IRS Denies Christian Coffee Shop Tax Exempt Status

Coffee

The Internal Revenue Service (IRS) has denied tax-exempt status to a Christian non-profit coffee shop that intended to donate 100 percent of its profits to ministries and charitable organizations and function as a missional space for evangelism to non-believers.

The private letter ruling is redacted, so the location of the coffee shop and those involved are unknown.

The vision of the coffee shop was for it to be a place "where believers could interact with non-believers in a safe and friendly environment to convey the Gospel in a non-confrontational manner in word and deed," the ruling stated.

While one of the pastors from the local church helped to co-found the coffee shop and the pastor's church contributed financially in starting up the shop, it was founded as a separate entity from the church "in order to encourage other Christian churches and organizations to participate in [the] vision."

The ruling specifies that the coffee shop would give away 100 percent of its profits to "community ministries, other local, national or international non-profits or organizations, or those in financial need."

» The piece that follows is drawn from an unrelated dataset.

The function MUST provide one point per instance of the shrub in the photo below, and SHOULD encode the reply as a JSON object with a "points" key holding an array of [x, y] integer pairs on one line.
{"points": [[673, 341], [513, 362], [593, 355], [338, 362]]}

The IRS, however, determined that the coffee shop did not qualify as a 501(c)(3) organization because its function bears too close of a resemblance to that of a for-profit coffee shop and concluded that its operation was a "commercial activity, not a charitable activity."

While the coffee shop intends to donate its funds to charitable organizations, the "primary activity is the operation of a coffee shop in a commercial manner," the ruling asserted.

According to Christian Post, Colossae Church in Oregon runs its own coffee shop with two other organizations -- Well & Good Coffee House -- and donates 100 percent of its profits toward the city.

"The bottomline is that [such] a 501(c)(3)'s primary function has to be religious," pastor of Colossae Church Chuck Bomar told the Christian Post.

"The heart behind it doesn't matter to the government. It is a daily function that matters," Bomar continued. "Because the daily function isn't religious, the heart of it doesn't matter in the corporate structure of it."

The church has the right to file a protest for tax-exempt status.